大相撲名古屋場所は2021年7月4日、ドルフィンズアリーナで初日を行い、進退をかけて臨む横綱白鵬(36)=宮城野=が、新小結・明生(25)=立浪=を掛け投げで下し白星スタートを切った。
北の富士氏「相当不安は大きくなったね」
白鵬は立ち合い、右を張って右上手を取った。胸を合わせての左四つ。明生に寄られながらも押し返し、土俵際で投げを打った。左足を明生の右足に掛けての下手投げ。両者土俵に崩れ落ち、明生の体が先に土俵に付いて軍配は白鵬に。勝利の瞬間、白鵬は眉間に力を込め厳しい表情を見せた。
3月に手術を受けた右膝に不安を抱えたまま本場所に臨んだ。この日は右膝と右肘にサポーターをして土俵に上がった。不安と緊張の中で迎えた場所初日。万全の相撲で復活をアピールしたかったところだが、相撲内容は決して盤石ではなかった。
この日、NHKの大相撲中継で解説を務めた元横綱の北の富士氏と舞の海氏は、白鵬の相撲についてそろって不安を指摘した。
北の富士氏は「勝ったのは良かったけどね」と前置きし、「相当不安は大きくなったね、明日から。がっぷり四つですよ。あの投げでぐらいついて、かろうじて打ち返して勝ったけど、あの形になったら相撲にならないはず、本来は。ホッとするどころか明日からの相撲が心配だ」と述べた。
舞の海氏「明生に力負けしているようにも見える」
舞の海氏は「立ち合いから勝負が決まるまでの相撲内容をみると、満身創痍というか、全く余裕がなかったですね。白鵬の必死さだけが伝わってきました」と率直な感想を吐露し、取組後の白鵬の表情に関しては「ホッとした表情なのか、膝に痛みが走った表情なのか分かりませんね」と語った。
また、舞の海氏は白鵬の相撲に本来の力強さがなかったことを指摘。「左四つがっぷり組んでいる映像を見ても、ちょっと明生に力負けしているようにも見えるんですよね。引きつけ合いで」との見解を示した。

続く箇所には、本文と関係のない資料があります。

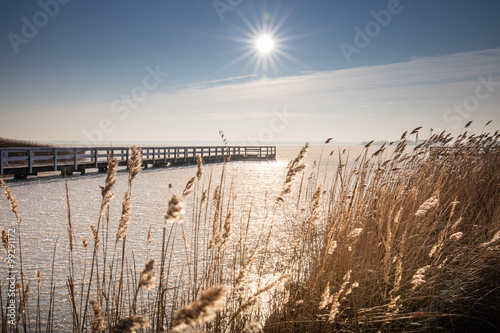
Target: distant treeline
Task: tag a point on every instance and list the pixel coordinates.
(6, 142)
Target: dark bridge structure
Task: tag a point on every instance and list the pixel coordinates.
(29, 161)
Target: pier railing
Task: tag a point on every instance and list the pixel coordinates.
(29, 161)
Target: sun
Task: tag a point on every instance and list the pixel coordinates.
(264, 44)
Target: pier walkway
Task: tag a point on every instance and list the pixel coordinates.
(23, 162)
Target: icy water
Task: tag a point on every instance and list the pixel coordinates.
(42, 206)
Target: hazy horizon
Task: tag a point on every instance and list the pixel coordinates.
(266, 71)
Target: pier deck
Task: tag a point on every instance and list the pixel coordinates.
(23, 162)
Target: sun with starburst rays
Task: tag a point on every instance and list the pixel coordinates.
(265, 44)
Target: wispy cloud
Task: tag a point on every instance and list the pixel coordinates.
(351, 104)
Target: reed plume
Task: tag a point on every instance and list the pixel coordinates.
(253, 299)
(134, 167)
(125, 217)
(95, 235)
(5, 239)
(109, 183)
(175, 209)
(201, 311)
(294, 167)
(130, 324)
(199, 163)
(227, 231)
(12, 199)
(428, 204)
(189, 187)
(148, 275)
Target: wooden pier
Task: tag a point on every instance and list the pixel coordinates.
(24, 162)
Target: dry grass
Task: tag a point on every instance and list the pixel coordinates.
(401, 242)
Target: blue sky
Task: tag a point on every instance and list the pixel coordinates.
(96, 72)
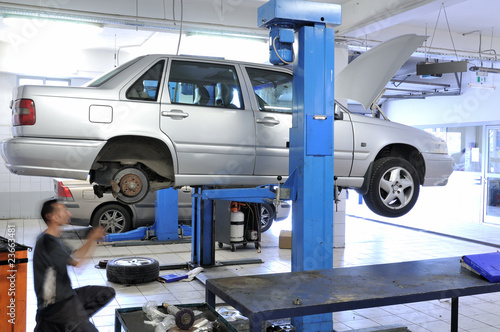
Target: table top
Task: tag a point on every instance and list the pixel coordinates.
(339, 289)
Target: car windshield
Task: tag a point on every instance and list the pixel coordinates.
(109, 75)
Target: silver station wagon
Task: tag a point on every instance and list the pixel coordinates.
(163, 121)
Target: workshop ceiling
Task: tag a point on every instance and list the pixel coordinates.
(457, 29)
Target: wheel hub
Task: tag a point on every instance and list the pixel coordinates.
(130, 185)
(396, 187)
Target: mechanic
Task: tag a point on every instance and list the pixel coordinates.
(60, 307)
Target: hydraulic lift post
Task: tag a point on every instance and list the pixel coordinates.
(311, 137)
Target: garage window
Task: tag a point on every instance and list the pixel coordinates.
(148, 85)
(273, 90)
(204, 84)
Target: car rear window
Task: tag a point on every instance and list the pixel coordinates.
(109, 75)
(273, 89)
(204, 84)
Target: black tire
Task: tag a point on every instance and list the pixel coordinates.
(394, 187)
(114, 218)
(267, 215)
(132, 270)
(132, 185)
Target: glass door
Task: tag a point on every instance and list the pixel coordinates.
(492, 176)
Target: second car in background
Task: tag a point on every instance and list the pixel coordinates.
(87, 209)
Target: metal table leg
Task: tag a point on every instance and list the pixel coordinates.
(454, 314)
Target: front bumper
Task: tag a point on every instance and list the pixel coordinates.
(438, 168)
(50, 157)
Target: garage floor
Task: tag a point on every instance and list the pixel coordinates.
(367, 242)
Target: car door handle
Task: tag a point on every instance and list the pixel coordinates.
(175, 114)
(268, 121)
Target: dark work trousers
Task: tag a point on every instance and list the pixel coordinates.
(73, 314)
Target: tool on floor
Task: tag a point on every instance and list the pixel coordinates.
(184, 318)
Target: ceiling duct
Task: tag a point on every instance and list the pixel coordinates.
(437, 69)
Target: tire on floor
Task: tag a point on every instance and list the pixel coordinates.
(132, 270)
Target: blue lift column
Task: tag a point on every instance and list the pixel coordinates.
(311, 136)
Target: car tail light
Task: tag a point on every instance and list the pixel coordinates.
(23, 112)
(63, 192)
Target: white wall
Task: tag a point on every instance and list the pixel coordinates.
(473, 106)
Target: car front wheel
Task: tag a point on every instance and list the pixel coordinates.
(393, 188)
(114, 218)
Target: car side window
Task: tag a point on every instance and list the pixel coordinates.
(148, 85)
(204, 84)
(273, 89)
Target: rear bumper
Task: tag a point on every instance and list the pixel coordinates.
(50, 157)
(438, 167)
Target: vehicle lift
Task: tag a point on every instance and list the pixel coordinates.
(311, 182)
(310, 185)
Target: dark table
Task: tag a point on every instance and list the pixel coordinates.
(274, 296)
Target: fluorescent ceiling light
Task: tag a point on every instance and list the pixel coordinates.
(485, 69)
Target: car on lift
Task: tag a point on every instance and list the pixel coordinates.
(116, 217)
(162, 121)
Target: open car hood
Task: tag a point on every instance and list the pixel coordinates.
(365, 77)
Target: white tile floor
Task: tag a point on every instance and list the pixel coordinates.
(367, 242)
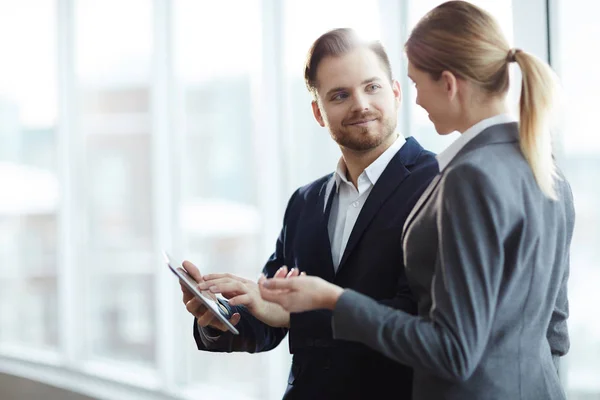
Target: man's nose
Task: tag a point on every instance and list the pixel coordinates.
(360, 103)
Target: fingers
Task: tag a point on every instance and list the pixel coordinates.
(187, 295)
(293, 272)
(279, 284)
(192, 270)
(196, 308)
(241, 300)
(235, 318)
(228, 287)
(281, 272)
(275, 296)
(211, 277)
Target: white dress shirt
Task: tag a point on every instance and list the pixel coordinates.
(451, 151)
(348, 200)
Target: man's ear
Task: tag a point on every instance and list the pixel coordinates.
(317, 113)
(396, 88)
(450, 84)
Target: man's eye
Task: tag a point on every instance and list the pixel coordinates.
(340, 96)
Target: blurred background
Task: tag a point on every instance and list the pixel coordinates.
(132, 126)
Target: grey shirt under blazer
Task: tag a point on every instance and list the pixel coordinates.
(487, 256)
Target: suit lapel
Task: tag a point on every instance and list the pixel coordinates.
(389, 180)
(422, 200)
(326, 196)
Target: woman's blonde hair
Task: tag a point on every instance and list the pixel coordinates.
(465, 40)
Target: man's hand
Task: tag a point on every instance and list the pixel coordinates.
(300, 293)
(241, 291)
(197, 308)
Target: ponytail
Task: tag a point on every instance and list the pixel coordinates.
(537, 96)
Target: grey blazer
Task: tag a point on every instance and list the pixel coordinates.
(487, 255)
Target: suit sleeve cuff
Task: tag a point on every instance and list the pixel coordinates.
(344, 320)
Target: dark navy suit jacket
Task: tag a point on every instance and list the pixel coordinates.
(372, 264)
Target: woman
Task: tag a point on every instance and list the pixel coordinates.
(486, 246)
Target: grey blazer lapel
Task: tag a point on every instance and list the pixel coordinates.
(502, 133)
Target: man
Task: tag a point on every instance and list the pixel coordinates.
(344, 227)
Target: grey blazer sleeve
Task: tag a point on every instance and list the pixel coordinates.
(451, 340)
(557, 334)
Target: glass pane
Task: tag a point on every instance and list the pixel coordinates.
(28, 174)
(314, 153)
(219, 216)
(581, 148)
(421, 127)
(113, 71)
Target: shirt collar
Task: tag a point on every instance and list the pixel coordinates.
(375, 169)
(445, 157)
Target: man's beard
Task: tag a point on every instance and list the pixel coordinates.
(363, 138)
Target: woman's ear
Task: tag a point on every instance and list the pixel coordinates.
(450, 84)
(317, 113)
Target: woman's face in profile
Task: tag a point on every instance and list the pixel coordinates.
(433, 97)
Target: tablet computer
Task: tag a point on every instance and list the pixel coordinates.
(214, 305)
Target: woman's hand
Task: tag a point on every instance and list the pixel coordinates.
(300, 293)
(241, 291)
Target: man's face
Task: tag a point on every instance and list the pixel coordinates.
(356, 100)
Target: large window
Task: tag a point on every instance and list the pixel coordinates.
(112, 65)
(186, 125)
(29, 204)
(576, 33)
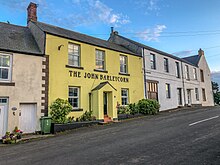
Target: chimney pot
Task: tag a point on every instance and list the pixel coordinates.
(32, 12)
(116, 32)
(201, 52)
(112, 29)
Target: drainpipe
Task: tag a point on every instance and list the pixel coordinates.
(184, 93)
(145, 88)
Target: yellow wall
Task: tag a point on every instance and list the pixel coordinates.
(60, 79)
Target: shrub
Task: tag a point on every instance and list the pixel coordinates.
(59, 110)
(133, 108)
(123, 110)
(87, 116)
(148, 107)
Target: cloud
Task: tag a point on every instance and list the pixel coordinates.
(149, 6)
(95, 11)
(152, 34)
(74, 13)
(215, 76)
(183, 53)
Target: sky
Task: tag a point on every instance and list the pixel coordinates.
(178, 27)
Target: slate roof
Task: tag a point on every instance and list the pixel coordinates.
(101, 85)
(17, 39)
(156, 50)
(50, 29)
(193, 59)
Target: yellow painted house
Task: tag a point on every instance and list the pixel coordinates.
(93, 74)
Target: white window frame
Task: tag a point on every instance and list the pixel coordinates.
(152, 61)
(195, 74)
(74, 53)
(168, 91)
(166, 65)
(197, 94)
(125, 97)
(187, 72)
(177, 69)
(74, 97)
(9, 68)
(98, 60)
(123, 64)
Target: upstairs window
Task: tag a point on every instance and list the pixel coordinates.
(177, 70)
(5, 67)
(166, 65)
(187, 71)
(152, 61)
(202, 75)
(197, 94)
(203, 94)
(100, 60)
(124, 96)
(194, 73)
(73, 54)
(168, 94)
(123, 64)
(74, 97)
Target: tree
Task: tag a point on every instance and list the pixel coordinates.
(59, 110)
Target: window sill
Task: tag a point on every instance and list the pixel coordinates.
(97, 70)
(75, 67)
(124, 74)
(7, 84)
(77, 110)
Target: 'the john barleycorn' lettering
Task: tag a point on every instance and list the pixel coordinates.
(98, 76)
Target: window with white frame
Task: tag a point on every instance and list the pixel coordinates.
(166, 65)
(123, 64)
(124, 96)
(202, 75)
(152, 61)
(5, 67)
(187, 71)
(168, 94)
(197, 94)
(194, 74)
(74, 97)
(203, 94)
(100, 59)
(73, 54)
(177, 70)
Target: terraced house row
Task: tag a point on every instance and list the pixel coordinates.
(40, 63)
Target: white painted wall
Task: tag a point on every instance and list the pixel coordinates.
(163, 77)
(207, 83)
(27, 76)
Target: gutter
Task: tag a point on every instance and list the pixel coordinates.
(145, 88)
(184, 93)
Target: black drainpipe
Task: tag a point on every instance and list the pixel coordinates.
(145, 89)
(184, 98)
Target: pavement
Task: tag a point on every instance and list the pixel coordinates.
(183, 137)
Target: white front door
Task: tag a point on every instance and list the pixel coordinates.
(3, 116)
(28, 118)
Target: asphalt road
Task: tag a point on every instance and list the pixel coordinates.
(183, 137)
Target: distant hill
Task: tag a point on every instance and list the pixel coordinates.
(215, 76)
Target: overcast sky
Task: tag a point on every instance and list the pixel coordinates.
(178, 27)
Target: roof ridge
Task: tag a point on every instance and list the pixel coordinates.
(9, 24)
(76, 32)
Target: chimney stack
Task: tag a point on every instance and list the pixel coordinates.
(112, 29)
(32, 12)
(201, 52)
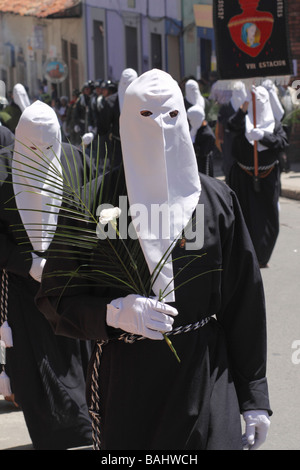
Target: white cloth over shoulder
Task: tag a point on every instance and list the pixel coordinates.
(193, 93)
(127, 77)
(160, 166)
(36, 172)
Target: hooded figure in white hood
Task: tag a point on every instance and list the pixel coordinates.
(47, 373)
(139, 393)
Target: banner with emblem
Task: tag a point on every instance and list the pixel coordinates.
(252, 38)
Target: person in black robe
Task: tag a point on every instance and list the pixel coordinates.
(47, 372)
(203, 139)
(224, 135)
(143, 397)
(260, 202)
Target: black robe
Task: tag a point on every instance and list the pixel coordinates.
(260, 208)
(47, 372)
(108, 127)
(147, 399)
(225, 112)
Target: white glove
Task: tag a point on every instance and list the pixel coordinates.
(256, 134)
(87, 138)
(37, 267)
(141, 315)
(257, 426)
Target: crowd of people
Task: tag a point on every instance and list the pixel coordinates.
(163, 137)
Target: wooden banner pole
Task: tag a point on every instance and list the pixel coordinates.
(256, 177)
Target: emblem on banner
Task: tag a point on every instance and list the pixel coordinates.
(251, 30)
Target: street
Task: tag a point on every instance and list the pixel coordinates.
(282, 289)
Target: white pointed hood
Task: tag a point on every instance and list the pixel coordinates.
(127, 76)
(20, 96)
(264, 115)
(160, 165)
(35, 172)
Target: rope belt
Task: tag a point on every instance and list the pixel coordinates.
(94, 410)
(263, 171)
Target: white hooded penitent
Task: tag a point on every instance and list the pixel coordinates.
(127, 76)
(20, 96)
(264, 115)
(35, 172)
(160, 165)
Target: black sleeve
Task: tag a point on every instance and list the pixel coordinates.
(105, 118)
(276, 140)
(236, 122)
(70, 303)
(13, 257)
(243, 315)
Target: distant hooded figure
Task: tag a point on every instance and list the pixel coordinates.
(107, 120)
(259, 205)
(47, 373)
(213, 311)
(17, 106)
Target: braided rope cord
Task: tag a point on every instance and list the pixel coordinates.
(4, 297)
(94, 410)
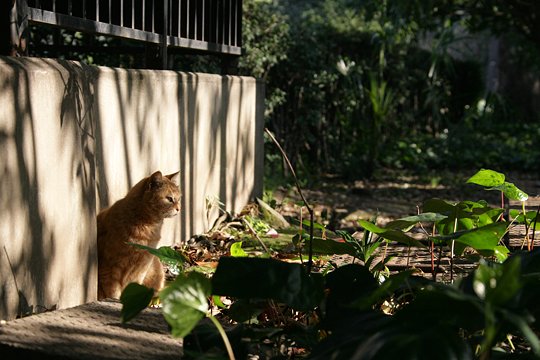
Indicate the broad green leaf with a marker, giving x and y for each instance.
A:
(487, 178)
(331, 247)
(484, 238)
(438, 206)
(530, 216)
(252, 278)
(167, 255)
(237, 251)
(521, 323)
(185, 302)
(385, 290)
(135, 298)
(390, 234)
(511, 191)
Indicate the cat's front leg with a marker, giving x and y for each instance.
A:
(155, 276)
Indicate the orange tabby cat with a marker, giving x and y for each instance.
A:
(137, 218)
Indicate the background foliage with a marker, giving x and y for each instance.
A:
(353, 86)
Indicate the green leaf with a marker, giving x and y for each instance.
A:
(390, 234)
(185, 302)
(252, 278)
(167, 255)
(237, 251)
(511, 191)
(331, 247)
(385, 290)
(408, 221)
(498, 284)
(487, 178)
(135, 298)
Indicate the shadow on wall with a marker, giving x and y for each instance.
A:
(34, 273)
(83, 135)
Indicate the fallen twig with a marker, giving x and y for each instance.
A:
(298, 187)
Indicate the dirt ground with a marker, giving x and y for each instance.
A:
(339, 204)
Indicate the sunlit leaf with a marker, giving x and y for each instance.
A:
(406, 222)
(487, 178)
(268, 279)
(185, 302)
(390, 234)
(167, 255)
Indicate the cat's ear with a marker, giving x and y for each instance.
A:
(175, 178)
(155, 181)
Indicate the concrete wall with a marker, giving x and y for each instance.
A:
(75, 138)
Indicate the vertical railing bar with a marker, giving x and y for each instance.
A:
(236, 22)
(165, 40)
(223, 23)
(187, 19)
(202, 20)
(230, 21)
(195, 17)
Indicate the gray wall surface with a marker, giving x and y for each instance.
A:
(74, 138)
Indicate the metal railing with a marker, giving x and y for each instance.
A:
(204, 25)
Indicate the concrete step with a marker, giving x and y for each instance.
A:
(90, 331)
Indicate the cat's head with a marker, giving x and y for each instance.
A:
(162, 194)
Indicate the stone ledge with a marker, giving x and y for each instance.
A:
(90, 331)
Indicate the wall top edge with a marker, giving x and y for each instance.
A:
(30, 64)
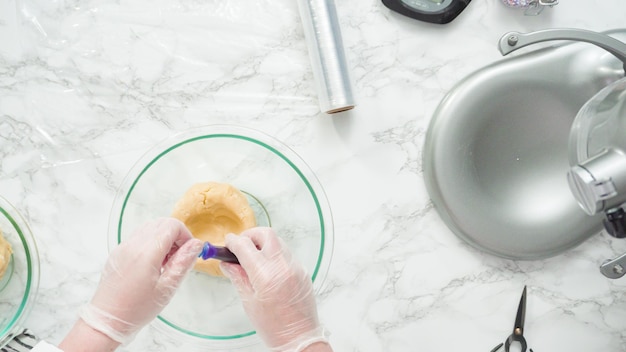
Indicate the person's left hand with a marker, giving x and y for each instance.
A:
(140, 277)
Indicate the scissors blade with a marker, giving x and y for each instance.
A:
(518, 329)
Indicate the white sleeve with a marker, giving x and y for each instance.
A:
(43, 346)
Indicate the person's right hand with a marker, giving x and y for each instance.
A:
(276, 292)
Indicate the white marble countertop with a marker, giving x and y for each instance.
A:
(86, 87)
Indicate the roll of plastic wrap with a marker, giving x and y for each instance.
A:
(330, 69)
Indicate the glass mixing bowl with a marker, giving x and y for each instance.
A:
(282, 190)
(19, 285)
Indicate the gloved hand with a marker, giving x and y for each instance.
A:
(140, 277)
(276, 292)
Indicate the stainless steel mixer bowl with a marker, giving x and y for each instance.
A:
(496, 152)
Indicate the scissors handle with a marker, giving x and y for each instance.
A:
(512, 338)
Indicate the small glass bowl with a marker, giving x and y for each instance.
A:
(282, 190)
(19, 285)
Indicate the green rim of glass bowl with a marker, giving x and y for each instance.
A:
(208, 135)
(32, 271)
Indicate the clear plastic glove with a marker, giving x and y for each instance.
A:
(140, 277)
(276, 292)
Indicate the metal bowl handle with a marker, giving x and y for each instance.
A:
(512, 41)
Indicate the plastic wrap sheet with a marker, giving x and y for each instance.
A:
(85, 79)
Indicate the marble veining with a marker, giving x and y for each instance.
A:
(87, 87)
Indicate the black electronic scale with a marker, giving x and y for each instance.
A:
(433, 11)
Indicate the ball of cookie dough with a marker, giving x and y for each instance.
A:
(5, 255)
(211, 210)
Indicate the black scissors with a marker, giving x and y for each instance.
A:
(518, 328)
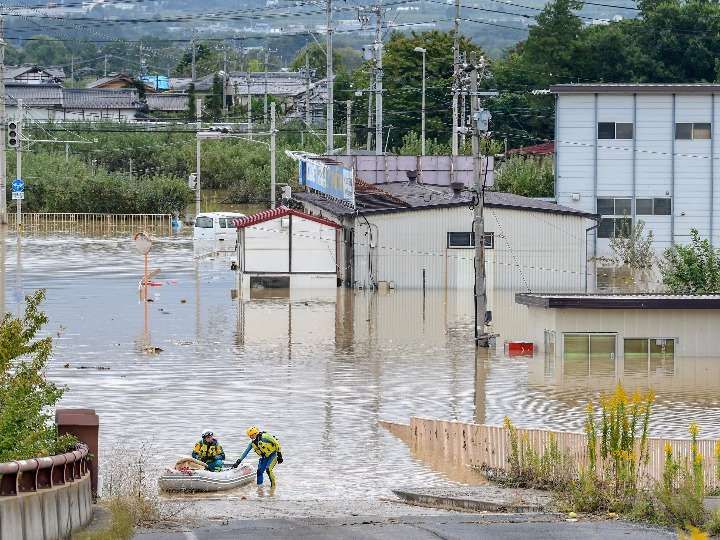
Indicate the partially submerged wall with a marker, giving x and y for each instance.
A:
(50, 514)
(475, 445)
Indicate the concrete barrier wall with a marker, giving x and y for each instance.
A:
(48, 514)
(476, 445)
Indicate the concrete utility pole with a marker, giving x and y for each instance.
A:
(480, 125)
(369, 137)
(348, 125)
(378, 80)
(198, 116)
(330, 124)
(247, 76)
(265, 101)
(18, 162)
(307, 88)
(456, 77)
(225, 81)
(3, 120)
(192, 67)
(423, 51)
(273, 135)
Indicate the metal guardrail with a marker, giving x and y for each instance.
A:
(36, 474)
(74, 221)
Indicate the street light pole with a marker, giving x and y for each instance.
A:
(422, 139)
(198, 114)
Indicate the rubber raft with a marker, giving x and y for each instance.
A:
(194, 480)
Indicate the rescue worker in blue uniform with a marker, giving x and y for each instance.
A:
(268, 448)
(209, 451)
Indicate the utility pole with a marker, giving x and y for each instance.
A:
(480, 119)
(192, 67)
(307, 92)
(265, 99)
(348, 125)
(369, 136)
(273, 136)
(3, 141)
(329, 128)
(378, 80)
(18, 162)
(225, 81)
(247, 76)
(198, 116)
(456, 77)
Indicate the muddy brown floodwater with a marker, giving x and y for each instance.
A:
(317, 370)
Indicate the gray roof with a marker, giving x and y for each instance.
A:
(279, 83)
(34, 95)
(12, 72)
(167, 102)
(112, 77)
(406, 196)
(89, 98)
(620, 301)
(630, 88)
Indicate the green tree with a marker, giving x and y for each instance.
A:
(27, 397)
(692, 268)
(214, 104)
(526, 176)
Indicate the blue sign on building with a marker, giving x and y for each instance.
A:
(18, 185)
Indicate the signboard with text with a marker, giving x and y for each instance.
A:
(331, 178)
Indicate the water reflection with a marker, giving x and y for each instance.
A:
(320, 370)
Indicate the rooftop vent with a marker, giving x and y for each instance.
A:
(457, 188)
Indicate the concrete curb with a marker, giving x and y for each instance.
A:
(465, 504)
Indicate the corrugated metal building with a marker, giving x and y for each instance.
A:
(411, 235)
(640, 152)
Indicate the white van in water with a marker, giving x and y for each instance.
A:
(216, 229)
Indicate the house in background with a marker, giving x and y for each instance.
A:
(33, 74)
(116, 81)
(289, 89)
(633, 152)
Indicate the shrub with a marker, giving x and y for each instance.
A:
(526, 176)
(26, 396)
(693, 269)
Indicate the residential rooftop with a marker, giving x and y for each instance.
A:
(635, 88)
(408, 196)
(619, 301)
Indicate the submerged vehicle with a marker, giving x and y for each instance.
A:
(189, 475)
(217, 229)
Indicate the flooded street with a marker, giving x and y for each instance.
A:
(317, 370)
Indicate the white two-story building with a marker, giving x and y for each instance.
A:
(632, 152)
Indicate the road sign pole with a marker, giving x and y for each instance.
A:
(18, 163)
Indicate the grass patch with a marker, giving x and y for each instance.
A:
(613, 479)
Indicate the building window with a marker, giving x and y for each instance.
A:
(459, 240)
(615, 130)
(615, 212)
(693, 131)
(653, 207)
(648, 348)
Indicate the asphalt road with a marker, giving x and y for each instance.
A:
(460, 526)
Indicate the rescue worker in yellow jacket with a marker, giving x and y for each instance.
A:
(209, 451)
(268, 448)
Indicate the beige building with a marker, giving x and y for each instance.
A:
(627, 328)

白鵬にとって名古屋場所は6場所連続休場からの復帰場所となる。横綱として最低限、15日間相撲を取り切って優勝争いが求められる。右膝に不安を抱える状況でこの「ハードル」は決して低いものではないだろう。2日目は前頭筆頭・遠藤(30)=追手風=を迎え撃つ。白鵬の進退をかけての戦いは始まったばかりだ。